Question

If $f(x)=\sqrt{10-x}$, then $\lim_{x\to 1}\frac{f(x)-f(1)}{x-1}$ is equal to:

• A. \(3\)
• B. \(\frac{1}{3}\)
• C. \(\frac{1}{6}\)
• D. \(-\frac{1}{6}\)
• E. \(\frac{3}{2}\)

Hint:

Limits of the form \(\frac{f(x)-f(a)}{x-a}\) directly represent \(f'(a)\). Use differentiation instead of expanding the limit manually.

Answer 1

The Correct Option is D

Step 1: Understanding the Concept:
The given limit expression, \( \lim_{x\to a} \frac{f(x)-f(a)}{x-a} \), is the definition of the derivative of the function \( f(x) \) at the point \( x = a \).
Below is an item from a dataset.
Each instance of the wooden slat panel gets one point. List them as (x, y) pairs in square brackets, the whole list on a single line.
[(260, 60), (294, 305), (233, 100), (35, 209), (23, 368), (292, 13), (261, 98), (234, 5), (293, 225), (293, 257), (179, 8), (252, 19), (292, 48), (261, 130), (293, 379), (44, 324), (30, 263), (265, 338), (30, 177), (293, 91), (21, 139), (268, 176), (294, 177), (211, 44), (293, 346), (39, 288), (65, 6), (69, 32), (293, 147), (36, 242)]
In this problem, \( a=1 \). Therefore, we need to find the derivative of \( f(x) \) and evaluate it at \( x=1 \), i.e., find \( f'(1) \).
Step 2: Key Formula or Approach:
The derivative of a function \( f(x) = x^n \) is given by \( f'(x) = nx^{n-1} \). We will also use the chain rule, which states that if \( h(x) = g(f(x)) \), then \( h'(x) = g'(f(x)) \cdot f'(x) \).
The function is \( f(x) = \sqrt{10-x} = (10-x)^{1/2} \).
Step 3: Detailed Explanation:
First, we find the derivative of \( f(x) \) with respect to \( x \).
\[ f(x) = (10-x)^{1/2} \] Using the power rule combined with the chain rule:
\[ f'(x) = \frac{1}{2}(10-x)^{\frac{1}{2}-1} \cdot \frac{d}{dx}(10-x) \] \[ f'(x) = \frac{1}{2}(10-x)^{-1/2} \cdot (-1) \] \[ f'(x) = -\frac{1}{2\sqrt{10-x}} \] Now, we evaluate this derivative at \( x=1 \).
\[ f'(1) = -\frac{1}{2\sqrt{10-1}} \] \[ f'(1) = -\frac{1}{2\sqrt{9}} \] \[ f'(1) = -\frac{1}{2 \cdot 3} \] \[ f'(1) = -\frac{1}{6} \] Step 4: Final Answer:
The value of the limit is equal to the value of the derivative at \( x=1 \), which is \( -\frac{1}{6} \). This corresponds to option (D).